El Ministerio de Minería ingresará en marzo cinco nuevos Contratos Especiales de Operación de Litio (CEOL) a la Contraloría General de la República, pocos días antes del término del mandato del Presidente Gabriel Boric. La medida busca acelerar la expansión productiva en el marco de la Estrategia Nacional del Litio lanzada en 2023.
Los contratos corresponden a los salares de Ascotán, Quillagua Sur, Hilaricos, Piedra Parada y Agua Amarga. En paralelo, otros tres proyectos —Quillagua Norte, Quillagua Este y Planta El Águila— continúan en revisión regulatoria. Además, la cartera avanza en dos adjudicaciones directas en Ollagüe y Laguna Verde, separadas de los procesos licitatorios presentados en enero.
El proceso no ha estado exento de controversias. El mes pasado, los contratos de Quillagua Norte y Quillagua Este fueron objetados por la autoridad fiscalizadora debido a deficiencias legales en la definición de requisitos de adjudicación, señalando que solo el Presidente de la República tiene facultades para establecer dichos criterios. La discusión se centra en la tramitación de los CEOL cuando son solicitados por privados o consorcios, esquema distinto al aplicado en asociaciones entre empresas estatales y socios estratégicos.

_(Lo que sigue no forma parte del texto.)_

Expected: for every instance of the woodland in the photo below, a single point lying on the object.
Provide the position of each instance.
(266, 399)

La nueva ofensiva regulatoria forma parte de un esfuerzo más amplio por recuperar dinamismo en la industria del litio. Chile proyecta aumentar su producción anual desde unas 280.000 toneladas en 2024 a cerca de 430.000 toneladas hacia 2034, reforzando su posición en el mercado global.

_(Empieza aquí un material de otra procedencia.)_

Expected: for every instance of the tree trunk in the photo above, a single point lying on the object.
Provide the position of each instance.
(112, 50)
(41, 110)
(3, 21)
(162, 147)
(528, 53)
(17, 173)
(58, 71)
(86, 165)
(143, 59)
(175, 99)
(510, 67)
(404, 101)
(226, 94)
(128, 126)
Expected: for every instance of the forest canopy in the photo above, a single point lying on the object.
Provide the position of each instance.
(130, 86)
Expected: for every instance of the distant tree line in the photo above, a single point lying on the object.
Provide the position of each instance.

En ese contexto, destacan avances como la sociedad Nova Andino Litio SpA, alianza entre Codelco y SQM, que opera en el Salar de Atacama, así como el desarrollo de Salares Altoandinos. También se mantiene en espera la formalización de la asociación en Maricunga entre Codelco y Rio Tinto Group, pendiente de aprobaciones de libre competencia en Chile y China.
Aunque Chile continúa siendo el segundo mayor productor mundial de litio, ha perdido participación frente a competidores de crecimiento más rápido. Representantes del sector han señalado que el país podría recuperar liderazgo si se agilizan permisos y se ajusta el marco regulatorio para incentivar mayor inversión privada, considerando que más de 40 salares aún permanecen sin desarrollar.
El desenlace de los nuevos CEOL y la definición de criterios regulatorios serán claves para determinar el ritmo de expansión de la industria en los próximos años, en un escenario marcado por la competencia internacional y la creciente demanda vinculada a electromovilidad y almacenamiento energético.